Antes de a indústria cinematográfica dar as cartas, ou seja, decretar o que é “uma linda mulher”, a literatura não definia exatamente tal coisa. Falava-se da elegância, da postura, das joias e das roupas, mas não ficava claro se os personagens eram loiros ou morenos, gordos ou magros. O máximo a que se chegava eram aos “pés e mãos pequenos”, das personagens de José de Alencar, e aos “olhos de ressaca” (que não se sabe exatamente o que significam), da Capitu de Machado de Assis. “A elegância feminina era sinônimo de beleza, então não havia essa obsessão por um padrão único. À medida que somos bombardeados por imagens, com o aparecimento das grandes divas do cinema, esses paradigmas vão se consolidando”, explica Mary Del Priore. Ou seja, quando se define o que é bonito, automaticamente tudo que é oposto passa a ser considerado feio.

Hebe Camargo está bem colocada no padrão “loira” e Gisele Bündchen no “alta e magra”. “Eleger mulheres louras como belas não deixa de ser masoquista. É uma loucura um país formado por crianças afrodescendentes ter animadoras de programas infantis que sejam 100% louras. Imagine o efeito que isso faz na autoestima dessas crianças”, finaliza Mary.

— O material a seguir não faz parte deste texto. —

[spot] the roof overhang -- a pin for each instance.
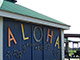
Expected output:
(32, 20)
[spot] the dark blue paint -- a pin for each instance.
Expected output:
(27, 48)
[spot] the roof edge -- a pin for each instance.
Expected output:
(33, 20)
(1, 2)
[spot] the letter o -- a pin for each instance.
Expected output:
(37, 40)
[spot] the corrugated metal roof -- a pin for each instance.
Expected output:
(15, 8)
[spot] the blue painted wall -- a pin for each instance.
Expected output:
(30, 49)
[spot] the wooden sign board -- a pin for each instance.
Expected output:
(29, 41)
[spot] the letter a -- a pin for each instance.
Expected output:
(9, 37)
(48, 35)
(24, 38)
(57, 42)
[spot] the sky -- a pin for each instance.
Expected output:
(66, 11)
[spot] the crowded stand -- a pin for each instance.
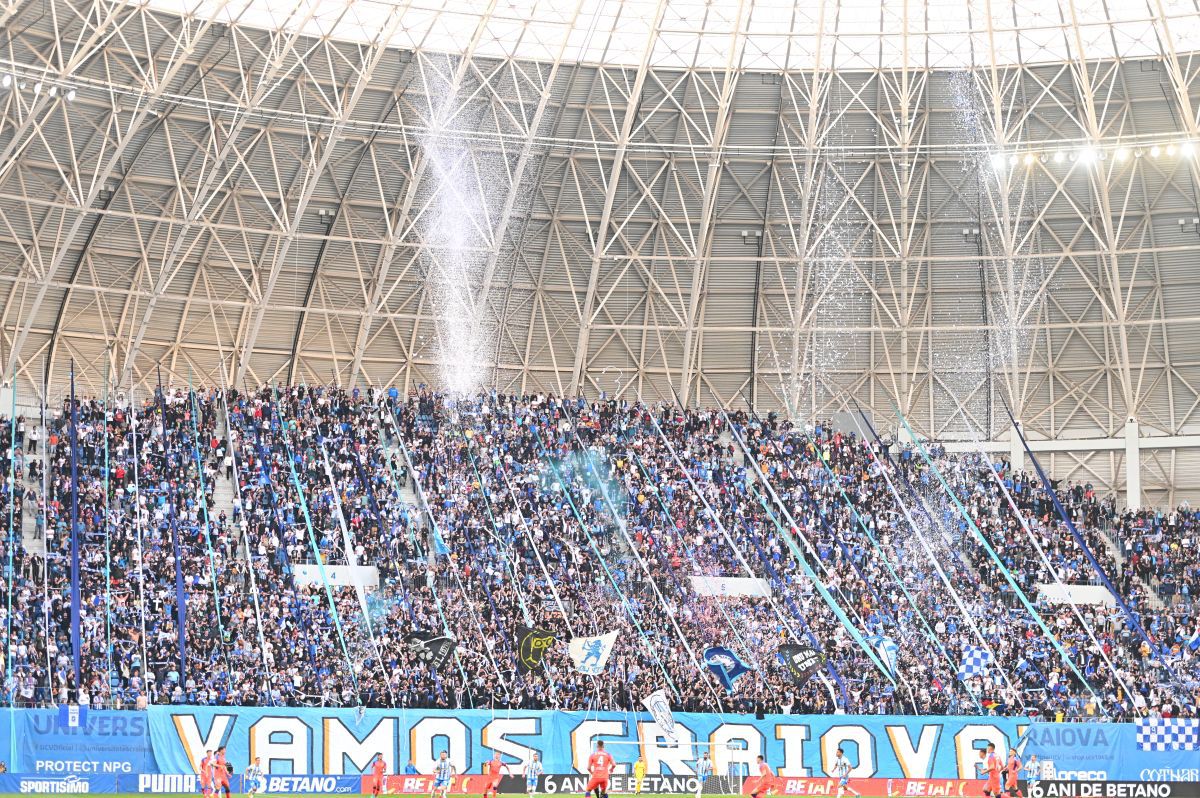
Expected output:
(499, 514)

Não só na autoestima de crianças e jovens, como na de mulheres que só enxergam beleza no que está nas capas da maioria das revistas.

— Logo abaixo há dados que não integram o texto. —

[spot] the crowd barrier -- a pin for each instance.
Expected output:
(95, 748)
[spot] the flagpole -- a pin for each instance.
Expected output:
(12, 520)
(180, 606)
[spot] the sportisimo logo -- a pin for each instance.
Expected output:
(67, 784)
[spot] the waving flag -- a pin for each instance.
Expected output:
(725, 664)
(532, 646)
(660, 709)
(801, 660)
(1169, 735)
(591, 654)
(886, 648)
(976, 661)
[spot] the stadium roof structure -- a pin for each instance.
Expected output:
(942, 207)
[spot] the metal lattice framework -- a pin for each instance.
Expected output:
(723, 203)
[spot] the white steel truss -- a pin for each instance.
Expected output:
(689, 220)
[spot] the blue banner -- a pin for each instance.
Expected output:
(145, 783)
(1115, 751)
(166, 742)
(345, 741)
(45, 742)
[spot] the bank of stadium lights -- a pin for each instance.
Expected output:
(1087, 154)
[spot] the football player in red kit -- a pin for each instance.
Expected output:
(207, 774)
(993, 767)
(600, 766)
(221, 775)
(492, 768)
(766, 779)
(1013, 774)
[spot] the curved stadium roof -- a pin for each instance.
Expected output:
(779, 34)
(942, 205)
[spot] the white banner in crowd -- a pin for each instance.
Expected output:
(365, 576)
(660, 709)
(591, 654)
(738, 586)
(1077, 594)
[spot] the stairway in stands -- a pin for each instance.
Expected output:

É dos feios que elas gostam mais!
O nariz é grande e com cravos, a barriga saliente e as olheiras escorregam até o pescoço. Alguns têm barriga e orelha de abano. Mas são tão lindos. Não exatamente pela aparência, mas pelo olhar, inteligência, pelo jeito como dão uma coçadinha, de leve, na barba por fazer. Inspirada pelos feios mais lindos do planeta, Tpm fez um concurso informal para eleger homens que têm uma feiura cheia de poréns. O vencedor internacional foi o narigudo Adrien Brody, ganhador do Oscar em 2003 por sua atuação em O Pianista. No Brasil, Marcelo Camelo foi o mais citado. “Nunca me achei feio, assim feião, sabe? Todo mundo acostuma com a própria aparência e tende a se achar normal, nem bonito nem feio. Eu sou meio diferentão, mas sempre achei minha graça”, diz o músico, ex-vocalista e guitarrista da banda Los Hermanos. O ator José Wilker, também citado pelas leitoras que já passaram dos 30, sabe que beleza está além de um rosto bonito: “Talvez eu tenha sido eleito pelas coisas que falo, não pela minha beleza”, palpita.